Weber selbst hatte in seinem Abschiedsinterview gesagt: "Ich hätte mir im Vorfeld ein klärendes Gespräch gewünscht. Da hätte man mir sagen können: Wir wollen dies und das von Dir sehen. Die Nachricht, dass mein Vertrag nicht verlängert wird, war für mich schockierend. Wer weiß, vielleicht war die Entscheidung aber im Nachhinein für mich persönlich auch gut. Möglicherweise wäre ich in den vergangenen Monaten sonst nicht so meinen Weg gegangen."

Man müsse auch unpopuläre Entscheidungen treffen, die nicht immer alle verstehen. „Davon haben wir in der Vergangenheit einige treffen müssen und lagen so falsch ja meistens nicht“, meinte das Aufsichtsratsmitglied.
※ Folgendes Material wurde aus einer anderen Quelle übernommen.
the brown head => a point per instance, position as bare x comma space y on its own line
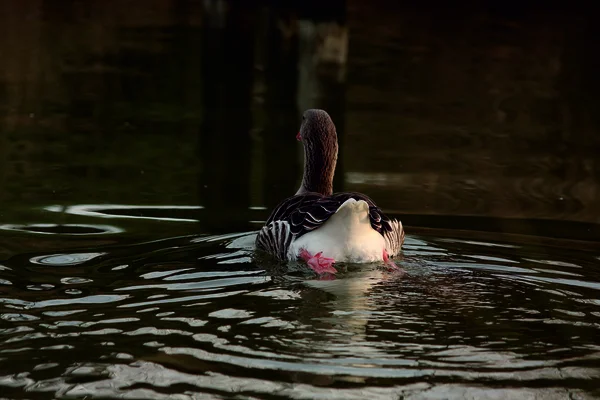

Kretzschmar vertraut zu hundert Prozent dem Trainer und findet, dass Prokop eine unfassbare Spielzeit gecoacht hat. Das soll auch im nächsten Jahr so bleiben. „Viele prophezeien uns eine schwere Saison. Es wird eine Herausforderung, aber ich freue mich drauf und bin optimistisch, dass die Zukunft des Leipziger Handballs rosig aussehen wird“, so Kretzschmar.